One development hindering progress towards ending FGM is the shift in some countries towards medicalization of the practice. In Egypt, Sudan and Indonesia, the majority of girls who undergo FGM are cut by a health practitioner.
"In some countries, after childbirth, you can have FGC carried out as part of the birth package," said Ridell Bamber. "It really contributes to legitimizing and entrenching the practice even further."

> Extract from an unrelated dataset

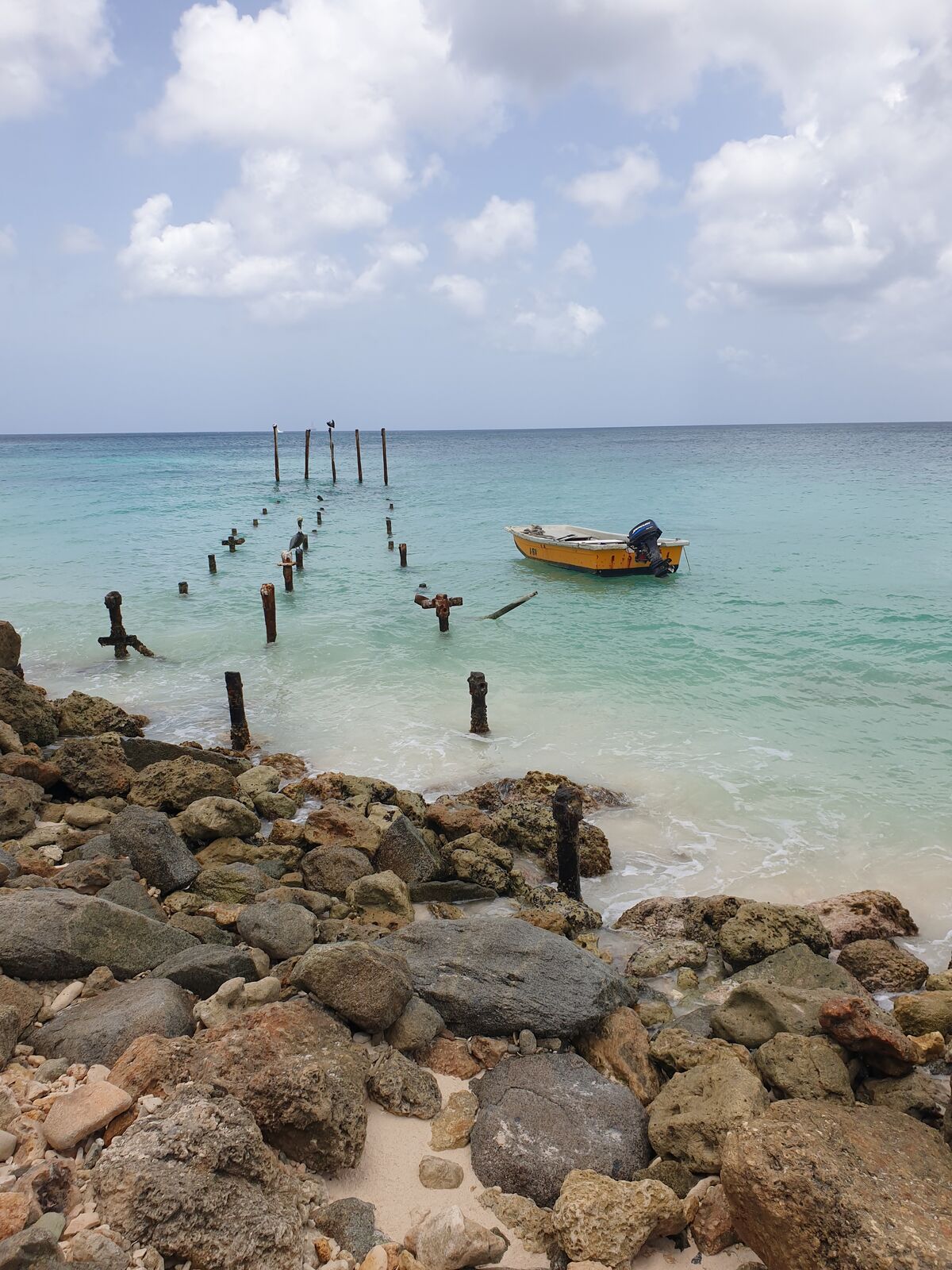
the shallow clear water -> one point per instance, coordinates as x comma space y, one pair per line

Dahir has seen a move towards medicalization in Somaliland too. "In our last research, we discovered that 20 percent of the cutters are health workers. The trend now is changing from the traditional cutter to the midwives and doctors." Dahir works with student health workers to raise awareness. "[They] must know that FGM is a human rights violation, and this must be included in the code of conduct."
Both Camara and Dahir are skeptical that the goal to end FGM by 2030 could be achieved in their countries. But both are buoyed by the changes in attitude they have seen.
"In the next 10 years or so, when my generation and even younger people get married, that is the time you will get the real numbers, then you will know how effective the countries have been in practice," said Camara.
She's particularly proud that she could protect her daughter and niece from being cut, even while her grandmother still supports the practice.
Camara suffered complications when giving birth because she was cut as a child, but is not angry about what happened to her. "I cannot change the way I am. All I can do is protect the other people and make sure they get to enjoy what I have not enjoyed."